8. One difference is that Murphy was an actual robot, whereas the model discussed here is completely virtual.
9. Mel's Murphy is a very simple system working in a very constrained environment. More complex environments, including those with objects that moved without the agent willing it, would be far less predictable. This is of course much of the reason why, in perception, the Kalman gain is set fairly high. I use Murphy because its simplicity makes it a good exemplar for introducing the basic ideas, and I simply note that real perceptual situations will require much more sophistication. For an example of the sort of complexities complexities that a full version of this sort of mechanism would need to deal with, see Nolfi and Tani (1999) and the references therein.
10. The emulation theory predicts exactly Wexler et al.'s results. Thus, if it were the case that motor areas were not active during “active” visual imagery, or if it were the case that the specific nature of the motor command associated with the imagined movement (rotate right vs. rotate left, for example) were not recruited during such imagery, then this would be prima facie evidence against the emulation theory.
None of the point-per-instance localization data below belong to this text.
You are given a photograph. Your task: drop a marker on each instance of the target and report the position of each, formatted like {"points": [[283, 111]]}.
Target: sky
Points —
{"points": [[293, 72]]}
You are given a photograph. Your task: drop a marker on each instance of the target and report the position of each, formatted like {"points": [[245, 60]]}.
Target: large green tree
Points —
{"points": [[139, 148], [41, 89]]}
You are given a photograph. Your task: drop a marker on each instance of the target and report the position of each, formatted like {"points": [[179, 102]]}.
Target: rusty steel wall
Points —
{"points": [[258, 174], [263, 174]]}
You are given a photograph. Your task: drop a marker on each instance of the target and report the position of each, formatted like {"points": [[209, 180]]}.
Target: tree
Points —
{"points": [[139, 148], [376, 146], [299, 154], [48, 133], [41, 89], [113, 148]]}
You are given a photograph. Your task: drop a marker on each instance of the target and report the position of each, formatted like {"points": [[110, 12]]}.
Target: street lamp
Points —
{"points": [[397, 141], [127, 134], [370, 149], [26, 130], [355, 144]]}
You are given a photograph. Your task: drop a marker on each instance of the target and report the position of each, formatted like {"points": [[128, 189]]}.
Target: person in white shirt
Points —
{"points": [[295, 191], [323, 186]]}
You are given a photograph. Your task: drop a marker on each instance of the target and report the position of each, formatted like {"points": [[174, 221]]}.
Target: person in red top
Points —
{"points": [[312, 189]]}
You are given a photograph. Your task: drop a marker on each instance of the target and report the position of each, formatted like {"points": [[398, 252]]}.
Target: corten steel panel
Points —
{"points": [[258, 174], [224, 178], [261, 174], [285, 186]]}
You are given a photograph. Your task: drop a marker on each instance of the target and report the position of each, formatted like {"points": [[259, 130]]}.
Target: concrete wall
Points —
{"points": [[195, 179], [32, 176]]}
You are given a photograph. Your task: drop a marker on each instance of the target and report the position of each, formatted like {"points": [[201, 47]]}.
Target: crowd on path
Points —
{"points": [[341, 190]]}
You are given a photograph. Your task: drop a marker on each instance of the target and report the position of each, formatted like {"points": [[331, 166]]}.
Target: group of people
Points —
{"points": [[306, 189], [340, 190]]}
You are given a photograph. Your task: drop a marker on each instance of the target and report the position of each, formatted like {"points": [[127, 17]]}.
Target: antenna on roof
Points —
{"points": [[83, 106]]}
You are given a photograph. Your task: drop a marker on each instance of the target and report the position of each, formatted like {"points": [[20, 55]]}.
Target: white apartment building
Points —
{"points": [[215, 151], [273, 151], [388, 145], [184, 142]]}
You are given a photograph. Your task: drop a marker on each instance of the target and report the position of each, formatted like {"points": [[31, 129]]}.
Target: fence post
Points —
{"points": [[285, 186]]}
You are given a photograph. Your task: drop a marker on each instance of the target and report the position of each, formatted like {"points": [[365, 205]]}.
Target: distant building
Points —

11. I call this kind of imagery amodal rather than multimodal because this sort of imagery, if it in fact exists, is not tied to any modality. But in a sense it is multimodal, because it can be used to produce a modal image in any modality so long as a measurement procedure appropriate to that modality is available. The expressions amodal and multimodal are used in many ways, and it may be that what I here am calling amodal imagery might be close to what some researchers have called multimodal imagery.
12. For example: If x is between a and b, and b is between a and c, is x necessarily between a and c? There is reason to think that such questions are answered by engaging in spatial imagery, but little reason to think that much in the way of specifically visual mock experience is needed, though of course it might be involved in specific cases.
13. What I have in mind here is the idea that the neurally implemented emulator represents states by things like firing frequencies, phases, and such. A neural pool that is representing the presence of a predator behind the rock by firing rapidly can be “directly measured” in the sense that other neural systems can be wired such as to sniff that pool's activation state, and hence be sensitive to the presence of the predator. A “measurement” of this state would yield a visual image of a rock, because the predator is not in the visual image, and hence the narrowly modal emulator would throw away relevant information.
14. Exactly how to understand such a system is not trivial. Understanding the which system as an attentional tagging mechanism is sufficient for present expositional purposes, but my suspicion, which I am not prepared to argue for here, is that it is a system that has richer representational properties, such as the constitution of basic object identity. Of course, the richer sort of mechanism, if there is one, will surely be based at least in part upon a simpler attentional tagging mechanism.
15. I owe this phrase to Ramesh Jain, who produced it during a talk at UCSD.